Halaman

Kamis, 15 Juli 2010

Renungan Untuk Kita: Tuhan Telah Tiada

Tuhan telah tiada

Sore itu sangat cerah, angin mengalir menyeberangi penat hariku, menghibur dengan sapa khasnya dan bercerita tentang siluet dari arah senja memulai petualangan. Sesaat aku terbawa harmoni dan alunan senja, sampai pandangku melayang pada sosok kumal yang tengah bermain-main dengan kayu balok. Dia seakan sedang menimang sosok bayi. Ah… ternyata, dia seorang yang kurang beruntung yang dalam benaknya hanya terbayang balok kayu itu seorang bayi yang layak di gendong dan ditimang, aku menyimpulkan dia seorang yang mengalami gangguan mental.

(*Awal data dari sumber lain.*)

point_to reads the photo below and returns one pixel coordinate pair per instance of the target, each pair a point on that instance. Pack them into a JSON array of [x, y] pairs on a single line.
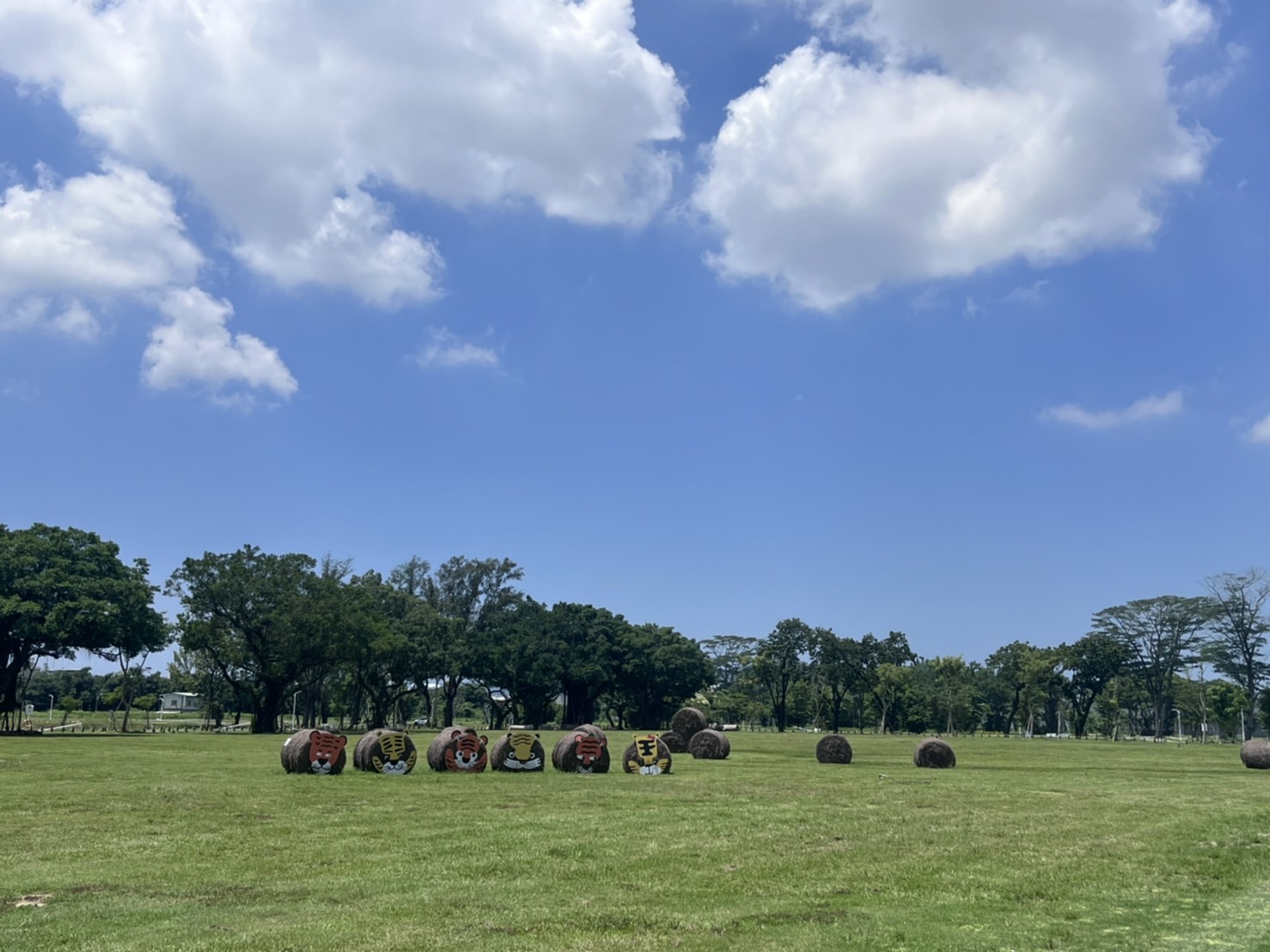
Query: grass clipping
[[709, 745], [1255, 754], [833, 749], [934, 752], [385, 752]]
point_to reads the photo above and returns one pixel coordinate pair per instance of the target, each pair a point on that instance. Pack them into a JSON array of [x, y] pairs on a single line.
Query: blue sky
[[710, 313]]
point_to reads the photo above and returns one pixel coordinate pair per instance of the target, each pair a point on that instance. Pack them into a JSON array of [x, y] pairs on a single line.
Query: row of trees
[[1142, 667], [258, 632]]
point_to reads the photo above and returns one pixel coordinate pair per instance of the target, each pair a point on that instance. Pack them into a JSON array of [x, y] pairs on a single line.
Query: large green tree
[[589, 640], [780, 662], [64, 590], [469, 595], [1238, 627], [1163, 636], [658, 669], [1091, 664], [263, 619]]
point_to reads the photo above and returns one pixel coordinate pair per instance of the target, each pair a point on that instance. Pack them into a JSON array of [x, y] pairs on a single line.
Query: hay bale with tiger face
[[459, 750], [1255, 754], [582, 753], [709, 745], [648, 755], [518, 752], [385, 752], [935, 753], [591, 730], [315, 752], [687, 721], [833, 749]]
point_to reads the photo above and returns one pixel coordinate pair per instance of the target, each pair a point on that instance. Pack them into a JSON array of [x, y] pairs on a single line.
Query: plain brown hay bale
[[934, 752], [579, 752], [315, 752], [687, 721], [518, 752], [833, 749], [385, 752], [709, 745], [647, 754], [459, 750], [1255, 754]]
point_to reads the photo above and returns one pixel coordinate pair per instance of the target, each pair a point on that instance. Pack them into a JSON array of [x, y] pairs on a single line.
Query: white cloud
[[286, 116], [1150, 407], [194, 347], [1259, 432], [447, 351], [1028, 295], [967, 133], [95, 238]]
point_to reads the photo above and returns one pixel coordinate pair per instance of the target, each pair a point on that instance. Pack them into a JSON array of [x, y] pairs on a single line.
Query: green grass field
[[196, 842]]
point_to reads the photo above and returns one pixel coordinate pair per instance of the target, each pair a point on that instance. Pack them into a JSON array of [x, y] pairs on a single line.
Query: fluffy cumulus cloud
[[953, 137], [287, 116], [447, 351], [1151, 407], [89, 240], [193, 347], [1259, 432]]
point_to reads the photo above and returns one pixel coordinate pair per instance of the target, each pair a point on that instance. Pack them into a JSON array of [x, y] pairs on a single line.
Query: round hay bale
[[687, 721], [315, 752], [677, 744], [579, 752], [1255, 754], [833, 749], [591, 730], [385, 752], [934, 752], [518, 752], [459, 750], [647, 754], [709, 745]]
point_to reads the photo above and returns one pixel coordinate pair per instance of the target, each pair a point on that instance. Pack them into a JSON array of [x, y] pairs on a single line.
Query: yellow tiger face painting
[[522, 755], [648, 758], [398, 757]]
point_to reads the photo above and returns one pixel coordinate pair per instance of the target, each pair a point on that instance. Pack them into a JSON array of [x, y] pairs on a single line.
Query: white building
[[180, 702]]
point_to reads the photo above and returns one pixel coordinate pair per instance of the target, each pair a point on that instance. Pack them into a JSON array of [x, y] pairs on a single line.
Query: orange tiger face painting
[[591, 753], [324, 750], [467, 754]]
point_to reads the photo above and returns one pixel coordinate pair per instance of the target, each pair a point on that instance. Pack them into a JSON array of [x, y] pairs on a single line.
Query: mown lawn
[[196, 842]]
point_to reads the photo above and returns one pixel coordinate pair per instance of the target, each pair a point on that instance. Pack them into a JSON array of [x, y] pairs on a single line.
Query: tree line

Kesibukan analisaku terputus karena gema Adzan berkumandang, kewajiban seorang muslim untuk segera memenuhi panggilannya. Bergegas langkahku, mengambil air wudlu. Ketika langkah hendak terayun memasuki Masjid, entah dari arah mana seseorang telah memegang tanganku, aku kaget. Seorang gadis kecil dengan rambut acak-acakan dan tangan kotor menarik tanganku sembari berkata “Mas, minta uangnya dong, aku belum makan, ibuku sakit”, Dalam hati terasa jengkel, orang sudah wudlu mau sholat, eh,,, giliran mau masuk masjid dimintai uang, pake pegang tangan lagi, inget mbah kyai harus wudlu lagi nih. “Dik aku ga bawa uang, mau sholat dulu ya”, sembari kutarik tanganku dari pegangan tangannya. Agak gak enak juga sih sebenarnya bilang seperti itu, tapi udahlah, daripada telat sholatnya.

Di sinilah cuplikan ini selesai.